Here's the scoop.
I'm trying to use Puppeteer v18.0.5 with the bundled chromium browser against a specific website. I'm using Node v16.16.0 However, when I enable request interception via page.setRequestInterception(true), all of the HTTPRequests for any image resources are lost. My handler is invoked far less while intercepting than when not intercepting. The page never fires any requests for images. But when I disable the interception, the page loads normally. Yes, I know about invoking continue() on all requests. I'm currently doing that in the request handler on the page.
I've also poured over the Puppeteer issues pages and have found similar symptoms on some of the earlier Puppeteer versions, but they were all different issues that have all been resolved since those early versions. This seems unique.
I've looked through Puppeteer source code as well as CDP events to try and find any explanation, but have found none.
As an important note for anyone trying to reproduce this, you must be proxied through a server in the London general area in order to successfully load this site.
Here's my code to reproduce:
const puppeteer = require('puppeteer');
(async () => {
const options = {
browserWidth: 1366,
browserHeight: 983,
intercepting: false
};
const browser = await puppeteer.launch(
{
args: [`--window-size=${options.browserWidth},${options.browserHeight}`],
defaultViewport: {width: options.browserWidth, height: options.browserHeight},
headless: false
}
);
const page = (await browser.pages())[0];
page.on('request', async (request) => {
console.log(`Request: ${request.method()} | ${request.url()} | ${request.resourceType()} | ${request._requestId}`);
if (options.intercepting) await request.continue();
});
await page.setRequestInterception(options.intercepting);
await page.goto('https://vegas.williamhill.com', {waitUntil: 'networkidle2', timeout: 65000});
// To give a moment to view the page in headful mode before closing browser.

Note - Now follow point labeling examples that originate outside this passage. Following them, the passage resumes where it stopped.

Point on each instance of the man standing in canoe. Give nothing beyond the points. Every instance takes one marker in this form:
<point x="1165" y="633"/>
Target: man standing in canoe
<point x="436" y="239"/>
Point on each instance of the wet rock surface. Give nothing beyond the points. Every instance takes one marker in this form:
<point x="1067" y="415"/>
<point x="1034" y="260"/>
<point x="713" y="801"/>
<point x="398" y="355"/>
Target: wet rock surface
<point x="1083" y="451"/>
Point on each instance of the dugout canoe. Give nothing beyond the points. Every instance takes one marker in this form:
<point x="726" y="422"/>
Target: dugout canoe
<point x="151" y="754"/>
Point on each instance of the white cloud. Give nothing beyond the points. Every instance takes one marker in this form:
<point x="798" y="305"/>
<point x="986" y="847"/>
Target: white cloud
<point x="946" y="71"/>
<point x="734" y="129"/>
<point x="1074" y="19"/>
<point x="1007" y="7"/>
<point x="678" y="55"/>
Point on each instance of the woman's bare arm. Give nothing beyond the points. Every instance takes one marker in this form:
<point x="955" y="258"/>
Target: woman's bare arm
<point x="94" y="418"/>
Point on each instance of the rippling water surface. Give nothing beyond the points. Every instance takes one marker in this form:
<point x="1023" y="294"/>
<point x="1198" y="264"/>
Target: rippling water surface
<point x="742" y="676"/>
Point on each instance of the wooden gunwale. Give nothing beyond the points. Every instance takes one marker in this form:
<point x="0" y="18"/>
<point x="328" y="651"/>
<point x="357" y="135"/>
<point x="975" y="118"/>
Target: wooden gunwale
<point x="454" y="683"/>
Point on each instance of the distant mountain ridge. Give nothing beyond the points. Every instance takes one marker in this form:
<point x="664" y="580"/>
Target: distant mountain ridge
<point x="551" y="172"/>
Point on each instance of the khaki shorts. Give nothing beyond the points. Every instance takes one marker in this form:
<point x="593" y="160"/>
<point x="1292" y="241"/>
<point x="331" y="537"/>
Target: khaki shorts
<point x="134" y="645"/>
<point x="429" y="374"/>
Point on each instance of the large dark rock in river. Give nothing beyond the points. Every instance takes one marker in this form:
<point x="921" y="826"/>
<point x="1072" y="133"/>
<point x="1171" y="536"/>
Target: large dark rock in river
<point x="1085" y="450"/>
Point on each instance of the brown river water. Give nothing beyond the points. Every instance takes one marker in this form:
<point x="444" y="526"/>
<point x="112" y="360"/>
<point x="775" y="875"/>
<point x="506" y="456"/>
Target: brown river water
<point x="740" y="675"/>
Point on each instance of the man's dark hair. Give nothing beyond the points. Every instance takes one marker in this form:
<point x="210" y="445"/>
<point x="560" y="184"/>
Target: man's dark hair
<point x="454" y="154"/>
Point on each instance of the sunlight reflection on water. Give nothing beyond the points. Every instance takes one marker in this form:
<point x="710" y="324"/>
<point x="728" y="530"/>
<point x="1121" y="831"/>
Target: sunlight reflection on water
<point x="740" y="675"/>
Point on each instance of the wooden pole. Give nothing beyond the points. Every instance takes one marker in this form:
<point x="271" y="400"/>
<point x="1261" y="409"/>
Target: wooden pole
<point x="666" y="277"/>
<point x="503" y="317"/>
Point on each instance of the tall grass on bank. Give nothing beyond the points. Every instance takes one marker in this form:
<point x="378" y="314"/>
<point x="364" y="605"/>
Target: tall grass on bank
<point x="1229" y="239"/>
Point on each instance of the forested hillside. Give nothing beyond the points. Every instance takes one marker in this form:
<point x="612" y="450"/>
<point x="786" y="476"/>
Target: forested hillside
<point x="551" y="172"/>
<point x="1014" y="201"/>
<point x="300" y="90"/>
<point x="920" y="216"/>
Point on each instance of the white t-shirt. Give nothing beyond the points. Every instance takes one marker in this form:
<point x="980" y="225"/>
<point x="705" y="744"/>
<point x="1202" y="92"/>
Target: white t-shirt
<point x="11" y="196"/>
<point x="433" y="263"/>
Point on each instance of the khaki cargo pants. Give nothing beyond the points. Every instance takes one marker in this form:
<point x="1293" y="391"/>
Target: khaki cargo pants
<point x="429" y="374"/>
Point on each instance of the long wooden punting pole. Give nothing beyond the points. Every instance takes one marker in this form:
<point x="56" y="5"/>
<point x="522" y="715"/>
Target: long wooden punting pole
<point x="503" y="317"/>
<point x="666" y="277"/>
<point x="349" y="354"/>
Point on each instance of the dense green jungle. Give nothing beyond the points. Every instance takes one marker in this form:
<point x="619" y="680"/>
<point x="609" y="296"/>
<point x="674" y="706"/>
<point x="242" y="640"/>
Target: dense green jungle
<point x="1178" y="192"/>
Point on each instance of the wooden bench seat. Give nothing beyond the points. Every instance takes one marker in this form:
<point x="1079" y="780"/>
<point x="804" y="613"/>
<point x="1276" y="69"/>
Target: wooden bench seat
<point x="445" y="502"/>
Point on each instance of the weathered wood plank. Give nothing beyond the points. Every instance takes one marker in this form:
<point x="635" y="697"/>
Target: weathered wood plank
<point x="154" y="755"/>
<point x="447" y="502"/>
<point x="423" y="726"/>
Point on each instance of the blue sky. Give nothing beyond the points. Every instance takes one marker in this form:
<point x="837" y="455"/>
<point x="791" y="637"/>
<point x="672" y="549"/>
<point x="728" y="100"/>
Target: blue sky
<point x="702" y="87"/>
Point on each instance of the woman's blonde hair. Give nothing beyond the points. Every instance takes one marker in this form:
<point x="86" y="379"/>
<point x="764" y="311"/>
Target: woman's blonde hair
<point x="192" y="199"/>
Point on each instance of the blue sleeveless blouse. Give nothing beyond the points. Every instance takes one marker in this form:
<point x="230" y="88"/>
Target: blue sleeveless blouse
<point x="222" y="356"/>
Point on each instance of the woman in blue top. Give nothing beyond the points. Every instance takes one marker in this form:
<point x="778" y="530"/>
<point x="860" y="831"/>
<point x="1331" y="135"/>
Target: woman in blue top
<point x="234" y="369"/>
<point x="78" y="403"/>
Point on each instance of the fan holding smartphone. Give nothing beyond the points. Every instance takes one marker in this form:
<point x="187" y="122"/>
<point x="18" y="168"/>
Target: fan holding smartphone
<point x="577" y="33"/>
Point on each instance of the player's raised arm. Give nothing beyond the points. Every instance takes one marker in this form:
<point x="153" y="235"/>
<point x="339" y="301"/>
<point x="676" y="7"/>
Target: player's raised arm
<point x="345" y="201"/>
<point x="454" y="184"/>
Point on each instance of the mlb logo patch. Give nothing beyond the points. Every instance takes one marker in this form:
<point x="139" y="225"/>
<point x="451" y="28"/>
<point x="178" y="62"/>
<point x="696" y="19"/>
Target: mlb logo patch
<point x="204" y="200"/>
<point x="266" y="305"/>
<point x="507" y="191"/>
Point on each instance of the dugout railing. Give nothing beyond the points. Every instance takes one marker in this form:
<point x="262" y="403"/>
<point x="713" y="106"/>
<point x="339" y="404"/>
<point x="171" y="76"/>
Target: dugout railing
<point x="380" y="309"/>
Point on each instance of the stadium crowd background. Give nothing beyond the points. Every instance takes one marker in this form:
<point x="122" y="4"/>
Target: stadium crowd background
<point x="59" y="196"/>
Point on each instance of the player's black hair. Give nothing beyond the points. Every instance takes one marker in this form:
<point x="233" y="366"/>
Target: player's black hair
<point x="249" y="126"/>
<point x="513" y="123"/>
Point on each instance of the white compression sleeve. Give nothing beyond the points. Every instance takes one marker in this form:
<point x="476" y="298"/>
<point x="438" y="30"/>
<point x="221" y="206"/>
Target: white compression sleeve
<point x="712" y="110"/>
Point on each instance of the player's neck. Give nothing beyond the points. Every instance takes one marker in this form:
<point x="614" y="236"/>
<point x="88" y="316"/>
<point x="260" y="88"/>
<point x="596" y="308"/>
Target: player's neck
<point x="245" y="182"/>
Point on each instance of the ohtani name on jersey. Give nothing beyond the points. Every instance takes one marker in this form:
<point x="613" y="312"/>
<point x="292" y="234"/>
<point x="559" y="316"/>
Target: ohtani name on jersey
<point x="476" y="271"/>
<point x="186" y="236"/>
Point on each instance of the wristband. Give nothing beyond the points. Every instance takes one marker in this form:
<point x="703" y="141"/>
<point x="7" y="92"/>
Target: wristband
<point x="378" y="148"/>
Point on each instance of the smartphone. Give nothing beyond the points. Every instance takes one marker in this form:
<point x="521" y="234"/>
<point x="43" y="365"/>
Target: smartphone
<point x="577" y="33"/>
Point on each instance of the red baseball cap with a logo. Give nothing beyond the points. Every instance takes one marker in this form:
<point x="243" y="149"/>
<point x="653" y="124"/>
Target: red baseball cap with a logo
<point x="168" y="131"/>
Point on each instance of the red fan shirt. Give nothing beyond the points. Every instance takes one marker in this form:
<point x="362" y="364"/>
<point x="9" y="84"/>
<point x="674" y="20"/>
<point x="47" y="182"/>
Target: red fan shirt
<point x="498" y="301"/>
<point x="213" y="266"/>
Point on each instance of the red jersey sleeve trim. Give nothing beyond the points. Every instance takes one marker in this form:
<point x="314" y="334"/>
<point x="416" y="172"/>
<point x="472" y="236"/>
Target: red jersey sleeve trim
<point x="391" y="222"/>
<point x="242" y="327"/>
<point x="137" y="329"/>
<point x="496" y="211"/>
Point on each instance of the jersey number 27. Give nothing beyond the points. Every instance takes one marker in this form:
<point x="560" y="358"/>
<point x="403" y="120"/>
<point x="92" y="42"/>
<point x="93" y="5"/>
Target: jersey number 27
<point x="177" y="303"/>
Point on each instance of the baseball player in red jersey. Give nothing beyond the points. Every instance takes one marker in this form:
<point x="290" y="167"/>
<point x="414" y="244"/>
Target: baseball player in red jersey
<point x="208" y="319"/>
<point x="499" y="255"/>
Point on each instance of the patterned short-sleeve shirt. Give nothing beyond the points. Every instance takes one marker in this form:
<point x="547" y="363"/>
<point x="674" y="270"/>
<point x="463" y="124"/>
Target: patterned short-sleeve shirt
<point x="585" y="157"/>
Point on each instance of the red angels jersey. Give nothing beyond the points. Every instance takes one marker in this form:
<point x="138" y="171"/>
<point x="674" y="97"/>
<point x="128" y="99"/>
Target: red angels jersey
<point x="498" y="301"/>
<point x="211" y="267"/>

await new Promise(resolve => setTimeout(resolve, 5000));
await browser.close();
})();
Here's what the page looks like with intercepting disabled: Expected Page Load
Here's what the page looks like with intercepting enabled and continuing all requests. Page load while intercepting and continuing all requests
With request interception disabled my handler is invoked for 104 different requests. But with the interception enabled it's only invoked 22 times. I'm not hitting a navigation timeout as the .goto() method returns before my timeout each time.
Any insight into what configuration/strategy I'm missing would be immensely appreciated.